The reading also discusses how the three artistic Processes also encourage 21-century thinking skill including critical thinking, creativity, communication and collaboration. The more I think about this section the more I feel that it relates directly to our inquiry. These skills are something that I find I push my students in constantly. However, I have now generated some new questions that I will reflect about later, based on these skills and how they effect the inquiry process.
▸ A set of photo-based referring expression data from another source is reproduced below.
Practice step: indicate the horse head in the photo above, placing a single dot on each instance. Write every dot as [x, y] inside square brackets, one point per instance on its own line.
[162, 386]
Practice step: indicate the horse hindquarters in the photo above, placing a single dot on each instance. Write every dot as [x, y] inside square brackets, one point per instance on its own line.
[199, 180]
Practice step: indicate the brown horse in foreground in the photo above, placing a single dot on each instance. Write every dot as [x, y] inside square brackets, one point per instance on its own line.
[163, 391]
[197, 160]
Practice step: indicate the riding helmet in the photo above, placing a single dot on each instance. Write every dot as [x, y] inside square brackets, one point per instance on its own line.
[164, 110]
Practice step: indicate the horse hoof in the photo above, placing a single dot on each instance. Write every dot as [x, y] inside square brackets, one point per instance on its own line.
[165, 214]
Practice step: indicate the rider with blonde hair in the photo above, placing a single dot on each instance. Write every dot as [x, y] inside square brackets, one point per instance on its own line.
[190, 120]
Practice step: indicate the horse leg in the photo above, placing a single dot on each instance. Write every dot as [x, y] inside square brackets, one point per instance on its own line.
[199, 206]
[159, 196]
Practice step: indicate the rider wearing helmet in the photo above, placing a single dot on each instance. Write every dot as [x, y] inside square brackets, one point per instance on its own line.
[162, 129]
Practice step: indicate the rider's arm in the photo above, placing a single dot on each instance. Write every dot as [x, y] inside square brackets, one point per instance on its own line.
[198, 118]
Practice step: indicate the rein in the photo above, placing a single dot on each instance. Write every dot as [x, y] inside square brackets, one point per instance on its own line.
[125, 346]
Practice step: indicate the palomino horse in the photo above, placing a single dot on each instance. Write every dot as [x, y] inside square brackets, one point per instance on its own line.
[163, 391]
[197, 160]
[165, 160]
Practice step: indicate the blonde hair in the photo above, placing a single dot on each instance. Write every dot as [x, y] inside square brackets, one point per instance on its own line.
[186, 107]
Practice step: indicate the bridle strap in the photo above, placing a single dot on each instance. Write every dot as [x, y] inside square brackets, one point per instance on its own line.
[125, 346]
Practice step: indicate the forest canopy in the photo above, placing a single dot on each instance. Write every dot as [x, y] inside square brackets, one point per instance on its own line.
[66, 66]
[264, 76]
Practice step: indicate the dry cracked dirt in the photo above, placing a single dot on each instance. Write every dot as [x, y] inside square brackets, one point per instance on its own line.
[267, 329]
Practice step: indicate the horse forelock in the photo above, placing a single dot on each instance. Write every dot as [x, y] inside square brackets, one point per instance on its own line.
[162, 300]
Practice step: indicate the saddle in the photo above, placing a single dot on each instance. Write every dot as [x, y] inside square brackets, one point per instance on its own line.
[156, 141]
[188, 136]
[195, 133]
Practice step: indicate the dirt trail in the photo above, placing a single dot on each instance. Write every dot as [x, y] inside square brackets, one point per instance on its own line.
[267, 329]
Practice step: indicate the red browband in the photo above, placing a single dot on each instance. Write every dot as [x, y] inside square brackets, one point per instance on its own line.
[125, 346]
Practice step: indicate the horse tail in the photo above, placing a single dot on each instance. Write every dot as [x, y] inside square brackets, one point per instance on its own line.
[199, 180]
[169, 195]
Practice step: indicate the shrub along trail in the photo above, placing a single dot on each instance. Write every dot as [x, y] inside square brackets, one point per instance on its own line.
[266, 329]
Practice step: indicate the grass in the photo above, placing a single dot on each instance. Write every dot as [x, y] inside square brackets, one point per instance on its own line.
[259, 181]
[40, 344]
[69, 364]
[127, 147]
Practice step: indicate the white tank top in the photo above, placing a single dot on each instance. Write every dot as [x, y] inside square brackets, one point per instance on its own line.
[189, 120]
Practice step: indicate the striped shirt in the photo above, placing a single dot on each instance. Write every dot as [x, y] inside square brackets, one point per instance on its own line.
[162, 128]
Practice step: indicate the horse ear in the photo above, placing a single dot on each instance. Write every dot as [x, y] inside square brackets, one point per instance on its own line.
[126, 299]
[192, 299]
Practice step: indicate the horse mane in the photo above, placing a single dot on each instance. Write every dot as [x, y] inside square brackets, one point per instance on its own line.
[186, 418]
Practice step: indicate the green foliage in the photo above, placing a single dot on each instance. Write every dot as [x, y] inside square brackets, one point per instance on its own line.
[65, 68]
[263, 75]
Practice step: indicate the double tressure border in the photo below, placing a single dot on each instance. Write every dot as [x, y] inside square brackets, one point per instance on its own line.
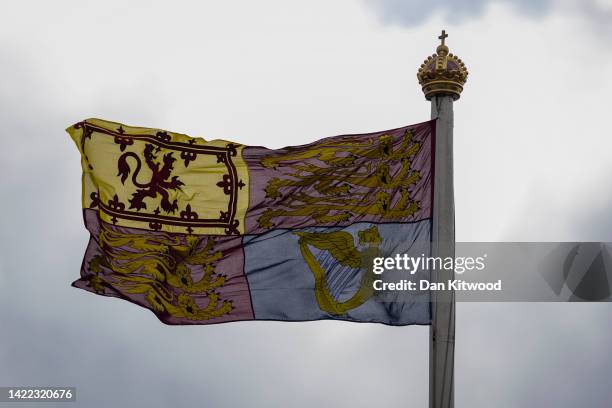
[189, 152]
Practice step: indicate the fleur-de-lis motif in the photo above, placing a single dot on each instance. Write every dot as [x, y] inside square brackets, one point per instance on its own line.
[188, 214]
[95, 200]
[232, 229]
[163, 136]
[115, 204]
[226, 184]
[155, 226]
[188, 157]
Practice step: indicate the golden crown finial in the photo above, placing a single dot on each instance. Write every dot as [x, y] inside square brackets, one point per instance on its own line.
[442, 73]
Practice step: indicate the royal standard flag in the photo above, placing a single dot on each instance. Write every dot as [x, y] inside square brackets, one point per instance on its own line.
[203, 232]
So, you ask, what is my problem… my problem is that my students are curious about music… that’s what my problem is. You would think this is not a problem at all, but it really is. I teach elementary music and I have come to the conclusion that my students really want to learn more about music, but there is so much to the topic, I am sometimes not sure where to begin. How do I hand over control of a classroom full of students under the age of 11 and say “Ok. Here we go! What do you want to learn about?” I think we all know how that would end up. I know as a musician that the musical experience is meant to have a connection to those who create it as well is those who are listing to it. I have found that I sometimes struggle to create situations for my students that will allow them to have these personal musical experiences and further more when they are struggling when do I interject and does interject put the “personal” aspect of the piece in danger.
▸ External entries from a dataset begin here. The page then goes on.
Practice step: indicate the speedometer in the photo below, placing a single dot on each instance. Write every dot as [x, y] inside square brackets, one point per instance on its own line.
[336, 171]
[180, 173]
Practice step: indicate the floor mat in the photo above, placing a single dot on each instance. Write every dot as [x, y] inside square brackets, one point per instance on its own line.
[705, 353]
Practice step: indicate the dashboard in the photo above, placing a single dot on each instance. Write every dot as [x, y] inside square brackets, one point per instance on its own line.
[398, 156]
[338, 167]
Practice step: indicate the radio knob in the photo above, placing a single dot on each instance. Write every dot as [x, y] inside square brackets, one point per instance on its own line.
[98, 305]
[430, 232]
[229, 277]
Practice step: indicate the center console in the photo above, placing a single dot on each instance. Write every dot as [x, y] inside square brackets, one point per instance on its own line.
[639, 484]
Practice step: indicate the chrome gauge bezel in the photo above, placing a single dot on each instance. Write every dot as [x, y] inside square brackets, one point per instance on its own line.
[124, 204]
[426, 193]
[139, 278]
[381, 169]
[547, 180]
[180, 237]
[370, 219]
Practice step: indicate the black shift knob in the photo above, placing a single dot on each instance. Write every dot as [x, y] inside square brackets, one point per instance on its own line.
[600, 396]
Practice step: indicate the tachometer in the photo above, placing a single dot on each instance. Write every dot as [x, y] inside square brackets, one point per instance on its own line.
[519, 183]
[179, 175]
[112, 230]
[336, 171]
I believe that my CIG group this year has a strong desire in learning how to utilize inquiry in each of our classrooms but we are coming across some uncertain ground. Because most of us teach at the elementary level we are concerned with how to allow the students the ability to seek out the information on their own without chaos breaking into the classroom. Yet, others in our group, who are teaching at the secondary level, are looking further into the question of when does the “teachable moment” take place and when do you stop the student’s inquiry to interject knowledge. Because this entire process is circular, I believe that while the group is dealing with two separate issues the knowledge we each personally gain will be relevant to every member of our group.
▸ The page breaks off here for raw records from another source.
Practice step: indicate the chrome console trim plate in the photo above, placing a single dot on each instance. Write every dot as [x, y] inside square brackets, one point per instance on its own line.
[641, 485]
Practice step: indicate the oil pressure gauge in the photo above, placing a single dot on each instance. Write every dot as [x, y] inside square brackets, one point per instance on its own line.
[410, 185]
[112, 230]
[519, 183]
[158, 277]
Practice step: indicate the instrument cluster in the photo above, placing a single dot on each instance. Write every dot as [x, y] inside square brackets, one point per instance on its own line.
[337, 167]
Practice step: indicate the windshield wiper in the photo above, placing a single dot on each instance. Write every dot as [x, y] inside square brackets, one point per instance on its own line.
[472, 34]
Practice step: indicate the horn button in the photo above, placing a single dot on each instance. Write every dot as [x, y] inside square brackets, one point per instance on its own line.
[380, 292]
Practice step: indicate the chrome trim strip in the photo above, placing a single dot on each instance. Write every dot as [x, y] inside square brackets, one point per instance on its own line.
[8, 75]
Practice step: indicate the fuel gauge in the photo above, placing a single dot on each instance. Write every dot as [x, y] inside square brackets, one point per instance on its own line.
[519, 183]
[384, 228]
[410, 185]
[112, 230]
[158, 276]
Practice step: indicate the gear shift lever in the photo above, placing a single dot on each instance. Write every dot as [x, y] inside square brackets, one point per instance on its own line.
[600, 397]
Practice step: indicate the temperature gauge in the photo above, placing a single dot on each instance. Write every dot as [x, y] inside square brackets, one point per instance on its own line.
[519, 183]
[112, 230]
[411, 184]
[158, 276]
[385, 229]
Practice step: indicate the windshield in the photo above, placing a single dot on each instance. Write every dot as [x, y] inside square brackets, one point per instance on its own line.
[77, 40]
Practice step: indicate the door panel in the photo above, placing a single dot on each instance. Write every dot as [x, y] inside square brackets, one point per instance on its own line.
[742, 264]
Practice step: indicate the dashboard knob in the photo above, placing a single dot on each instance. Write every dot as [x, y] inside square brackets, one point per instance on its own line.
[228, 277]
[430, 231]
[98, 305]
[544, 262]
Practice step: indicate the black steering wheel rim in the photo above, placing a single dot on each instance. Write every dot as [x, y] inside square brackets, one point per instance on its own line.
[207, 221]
I have come to the conclusion that I have never seen a more confused face than that of some of my students last year when I gave them a task that they would work on as a group and they would ask me if something in it was correct and I would respond with “I don’t know. What do you think?” I feel that sometimes in inquiry at the elementary level less is more, especially when they get to the upper grades. The students have become so dependent on a teacher telling them the answer that they don’t want to look for the answers on their own. So, while the student is confused by not receiving the answer when they asked for it, they are learning that it is permissible to seek out the answers for themselves. I know this seems like an odd way to offer support, but I find the sooner they learn the lesson that they are allowed to try different paths to get to their solution the better off they will be. I suppose I am referring to independence from adults and knowing that we are there to help, but the students has to want to grow first.

Challenge is a word that I absolutely love. It is something that I seek personally and professionally for myself on a daily basis and it is something that I push for my students. Frequently as my students are working on pieces I will stop them and ask them to explain to me where they are in their inquiry and process/actions that brought them to that exact moment and then I usually ask them a question that begins with the phrase. “Did you consider…” This usually turns into a moment of realization for the students and they go back project at hand. I would consider the skill of asking knowledgeable questions about a students work a strength that I have and continue to use it to challenge them on their quest.